You Got Commands in My Prompt!
Qwen Adds a Secret Menu
When you start up or prompt an LLM, you get to provide a handful of parameters that influence the way the LLM runs. We discussed some of these in our guide to getting started with local LLMs, but they include settings like temperature and the max tokens.
The Qwen team added a new parameter recently, with the release of their hybrid thinking Qwen 3 models. By adding a flag enable_thinking
, you can toggle on or off reasoning. I love this flexibility, especially in the context of locally running models. It’s handy to have both modes while only having to download and store one model.
But the Qwen team went a step further and added what they call a “soft switch” to control thinking: by adding “/think” or “/no_think” you can turn on or off thinking on the fly, as you prompt. Again, it’s a big benefit to local models, enabling you to control this behavior straight from the prompt without fiddling with parameters and/or restarting the model.
I can’t stop thinking about this feature and what it says about the current state of UX for LLMs and prompting in general.
The beauty of LLMs is their natural language interface. We get to control a program by typing or speaking, without any special terms or protocols. And yet, here’s the Qwen team mixing in commands among the natural language.
Why did they fine-tune behavior around a command and not natural language?
Another team might have fine-tuned the model on many different variants of, “Don’t reason,” requests, teaching the model to recognize that humans may want to turn thinking on and off. Perhaps the Qwen team found this to perform inconsistently in practice. Perhaps it was cheaper and simpler to wire in this convenience feature using only a special token(s), not the many possible natural language variants.
Or was it a product decision: they recognized that toggling thinking should be handled by the application layer in most cases, not by a layperson user?
The Qwen team has yet to share the implementation details or motivations for this choice.

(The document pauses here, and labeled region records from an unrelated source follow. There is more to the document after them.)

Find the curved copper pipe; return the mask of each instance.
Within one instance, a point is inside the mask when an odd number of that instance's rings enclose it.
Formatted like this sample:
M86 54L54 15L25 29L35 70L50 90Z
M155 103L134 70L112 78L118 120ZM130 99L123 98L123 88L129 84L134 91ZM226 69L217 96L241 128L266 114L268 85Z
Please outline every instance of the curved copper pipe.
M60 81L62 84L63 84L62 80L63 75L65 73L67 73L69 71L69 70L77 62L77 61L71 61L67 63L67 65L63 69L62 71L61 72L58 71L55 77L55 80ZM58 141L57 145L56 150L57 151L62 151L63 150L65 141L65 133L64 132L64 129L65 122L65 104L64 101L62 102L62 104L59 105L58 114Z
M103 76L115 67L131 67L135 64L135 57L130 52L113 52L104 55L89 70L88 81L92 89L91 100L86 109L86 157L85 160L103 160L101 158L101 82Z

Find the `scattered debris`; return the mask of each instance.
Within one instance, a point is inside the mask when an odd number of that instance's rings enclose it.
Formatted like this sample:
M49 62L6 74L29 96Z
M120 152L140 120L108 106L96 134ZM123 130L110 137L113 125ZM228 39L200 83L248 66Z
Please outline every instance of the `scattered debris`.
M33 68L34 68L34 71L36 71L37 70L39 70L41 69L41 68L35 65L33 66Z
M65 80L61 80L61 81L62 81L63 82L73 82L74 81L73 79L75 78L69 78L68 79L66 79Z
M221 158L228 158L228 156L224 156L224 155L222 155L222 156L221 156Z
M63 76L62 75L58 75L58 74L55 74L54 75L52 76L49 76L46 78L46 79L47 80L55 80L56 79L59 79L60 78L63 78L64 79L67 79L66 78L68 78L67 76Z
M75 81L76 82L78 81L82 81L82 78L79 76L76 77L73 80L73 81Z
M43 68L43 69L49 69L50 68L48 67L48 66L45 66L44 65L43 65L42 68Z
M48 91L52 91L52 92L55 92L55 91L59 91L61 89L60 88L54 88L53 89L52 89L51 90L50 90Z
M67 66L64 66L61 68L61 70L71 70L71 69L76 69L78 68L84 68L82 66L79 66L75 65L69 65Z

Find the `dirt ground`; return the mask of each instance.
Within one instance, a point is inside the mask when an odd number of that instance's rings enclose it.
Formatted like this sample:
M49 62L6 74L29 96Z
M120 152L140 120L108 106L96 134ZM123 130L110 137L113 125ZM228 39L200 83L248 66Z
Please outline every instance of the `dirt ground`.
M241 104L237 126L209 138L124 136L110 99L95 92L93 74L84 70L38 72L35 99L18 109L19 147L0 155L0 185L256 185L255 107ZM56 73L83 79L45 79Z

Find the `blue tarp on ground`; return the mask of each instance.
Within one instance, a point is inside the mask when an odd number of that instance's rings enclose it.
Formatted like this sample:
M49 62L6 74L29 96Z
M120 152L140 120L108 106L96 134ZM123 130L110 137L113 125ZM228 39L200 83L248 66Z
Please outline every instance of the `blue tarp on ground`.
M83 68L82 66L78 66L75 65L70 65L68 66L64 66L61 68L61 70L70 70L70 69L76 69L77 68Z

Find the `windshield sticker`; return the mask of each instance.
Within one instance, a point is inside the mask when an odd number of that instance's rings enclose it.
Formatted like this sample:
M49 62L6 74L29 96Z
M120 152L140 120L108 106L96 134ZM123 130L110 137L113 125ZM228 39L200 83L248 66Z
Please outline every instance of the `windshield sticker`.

Will hidden, programmatic controls in prompts catch on?
It feels so awkward to put commands in natural language. True, we’ve trained a subset of users that “/” commands activate special things (in chat apps, particularly), but it feels at odds with LLM’s core promise.
But despite this awkwardness, the “/no_think” command is undeniably useful! I want more Slash Commands in my models, letting us control the behavior of a running model from the prompt. Like: /verbose
, /concise
, /low_think
, /high_think
, /creative
, /code
(especially language-specific ones, like /ruby
), /no_emoji
, /one_sentence
and /bool
.
All of these can be handled in the prompts, but it can get verbose and inconsistent from model to model. Anyone who’s fought with a LLM to deliver consistent JSON output or respond with only one sentence knows the terrain gets squishy.
For large, frontier models and their company’s platforms, these slash commands should (and often do) live in the UI.
But as you get beyond the most used commands (toggling thinking, for example), they’re more likely to get left off the screen to prevent user confusion. For the more niche but valuable commands, perhaps there is a need here. A UX model akin to an In-N-Out Secret Menu…
For local or other self-hosted models, the argument is likely that these things could live in start up or inference parameters. Which is true – but as these models keep getting better (see: Qwen 3), I see more and more people running them consistently, where these soft switches would be useful.
I’m torn: I don’t expect slash commands to proliferate, but I hope they do.